C’est à Sainte-Anne-de-la-Pérade, en Mauricie, que Sara Brouillette et son conjoint, Bryan Dupont, ont vu naître et grandir l’entreprise familiale, spécialisée dans la transformation de l’acier. Leur fils en reprendra un jour les rênes.
Pour préparer le terrain et espérer lui léguer une entreprise « saine et compétitive sur le marché », le président et la vice-présidente ont décidé d’investir dans une ligne automatique à commande numérique. Les résultats escomptés ? Une hausse de la productivité, entraînant la création d’emplois.
À mi-parcours, l’entreprise doit faire face à un imprévu. « Alors qu’on a besoin de main-d’œuvre parce qu’on est en pleine expansion, on se retrouve face à une limite concernant l’embauche de travailleurs étrangers », déplore Sara Brouillette. Depuis septembre 2024, la main-d’œuvre issue du volet bas salaire du PTET est limitée à 10 % des salariés et les permis de travail fermés sont réduits à un an.
Impasse
Avec ses 25 employés en bureau et en usine, Dupont Métal a le droit de faire appel à trois travailleurs étrangers temporaires (TET). « Je ne peux pas en engager d’autres, alors que tous mes travailleurs pourraient techniquement avoir des permis ouverts — sauf un, qui y aura droit dans deux mois », résume la vice-présidente.
Résultat : le dessinateur industriel approché au terme de longues démarches de recrutement, lui-même travailleur étranger, ne pourra sans doute pas intégrer le poste à pourvoir.
En parallèle, l’entreprise fait appel, depuis février 2025, aux services d’une firme de recrutement, assure Sara Brouillette, « mais il n’y a eu aucun candidat ». Faute de pouvoir embaucher plus de TET, elle craint de devoir réduire la production, alors que l’installation de la nouvelle ligne automatique promettait de la multiplier par trois.
Solutions alternatives
Faute de main-d’œuvre, Dupont Métal envisage également la sous-traitance. Une solution loin d’être idéale, admet la vice-présidente, et qui implique de « devoir s’adapter aux délais des sous-traitants », parfois incompatibles avec les besoins des clients.

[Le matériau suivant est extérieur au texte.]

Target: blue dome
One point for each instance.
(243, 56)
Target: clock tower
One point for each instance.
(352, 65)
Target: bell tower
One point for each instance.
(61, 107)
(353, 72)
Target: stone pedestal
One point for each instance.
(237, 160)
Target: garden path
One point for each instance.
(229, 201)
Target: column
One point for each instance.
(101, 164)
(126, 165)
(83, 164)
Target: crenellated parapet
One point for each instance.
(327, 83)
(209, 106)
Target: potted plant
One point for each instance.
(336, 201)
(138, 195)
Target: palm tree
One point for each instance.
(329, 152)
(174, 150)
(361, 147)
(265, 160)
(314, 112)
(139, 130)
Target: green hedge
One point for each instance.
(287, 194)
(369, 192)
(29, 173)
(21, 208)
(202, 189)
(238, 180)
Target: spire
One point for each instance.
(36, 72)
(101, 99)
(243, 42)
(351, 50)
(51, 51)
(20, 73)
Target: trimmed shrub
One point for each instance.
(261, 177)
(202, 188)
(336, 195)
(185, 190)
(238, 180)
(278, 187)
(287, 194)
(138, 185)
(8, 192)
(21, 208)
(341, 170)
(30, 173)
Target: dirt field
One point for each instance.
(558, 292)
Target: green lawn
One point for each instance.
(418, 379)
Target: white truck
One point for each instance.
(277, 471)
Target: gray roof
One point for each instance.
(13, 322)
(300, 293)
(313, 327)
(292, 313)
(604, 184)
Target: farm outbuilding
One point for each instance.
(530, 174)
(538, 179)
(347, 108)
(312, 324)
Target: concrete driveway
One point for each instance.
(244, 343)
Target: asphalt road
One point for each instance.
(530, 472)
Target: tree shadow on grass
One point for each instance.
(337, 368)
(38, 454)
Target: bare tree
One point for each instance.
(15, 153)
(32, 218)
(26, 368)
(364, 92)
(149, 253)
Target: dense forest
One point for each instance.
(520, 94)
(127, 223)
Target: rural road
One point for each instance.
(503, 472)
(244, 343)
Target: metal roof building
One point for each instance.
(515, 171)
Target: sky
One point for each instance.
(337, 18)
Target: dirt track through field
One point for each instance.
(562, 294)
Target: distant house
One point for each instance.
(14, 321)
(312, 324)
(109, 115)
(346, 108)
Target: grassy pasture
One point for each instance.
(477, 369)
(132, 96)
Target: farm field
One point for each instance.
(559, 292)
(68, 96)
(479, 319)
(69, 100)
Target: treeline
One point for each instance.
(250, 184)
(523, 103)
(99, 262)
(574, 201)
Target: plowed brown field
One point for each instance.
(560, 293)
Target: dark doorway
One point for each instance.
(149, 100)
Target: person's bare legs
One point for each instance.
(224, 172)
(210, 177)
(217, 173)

Quant aux efforts de recrutement, la petite entreprise n’a pas le luxe de baisser les bras. Dans l’espoir de « se faire connaître et d’attirer » de futurs employés, elle s’implique par exemple dans les stages-études auprès de soudeurs, a augmenté sa présence sur les réseaux sociaux et sa participation au sein d’associations afin de « développer les liens d’affaires ».
« Sur le marché, il n’y a que des jeunes qui sortent d’école. […] Avant qu’ils soient autonomes, ça prend trois ans. Et actuellement, en tant que petite entreprise, on ne peut pas se le permettre »
Sara Brouillette
Coût humain
Dupont Métal a pour principe de ne pas « voler la main-d’œuvre » chez les concurrents, assure sa vice-présidente.
Le recrutement de TET permettait jusqu’alors de compléter ses équipes sans faire entorse aux valeurs de l’entreprise, et ce, même s’il implique des efforts financiers et humains considérables. Avec un permis de travail limité à un an et des démarches de renouvellement pouvant prendre plusieurs mois, le risque en vaut-il encore la chandelle ?
Bien que son entreprise ne soit pas touchée par toutes les mesures visant à resserrer l’immigration temporaire, Sara Brouillette s’interroge. Elle regrette de voir des employeurs contraints de devoir se séparer de bons éléments, à défaut de pouvoir renouveler leurs permis de travail. Surtout, elle se demande pourquoi plus d’efforts ne sont pas faits pour favoriser l’emploi et la régionalisation des demandeurs d’asile et des réfugiés, qui constituent un bassin de main-d’œuvre potentielle, déjà sur place.
« Un bon travailleur n’a pas de couleur, pas de religion. C’est l’humain, pas la nationalité qui compte », conclut-elle.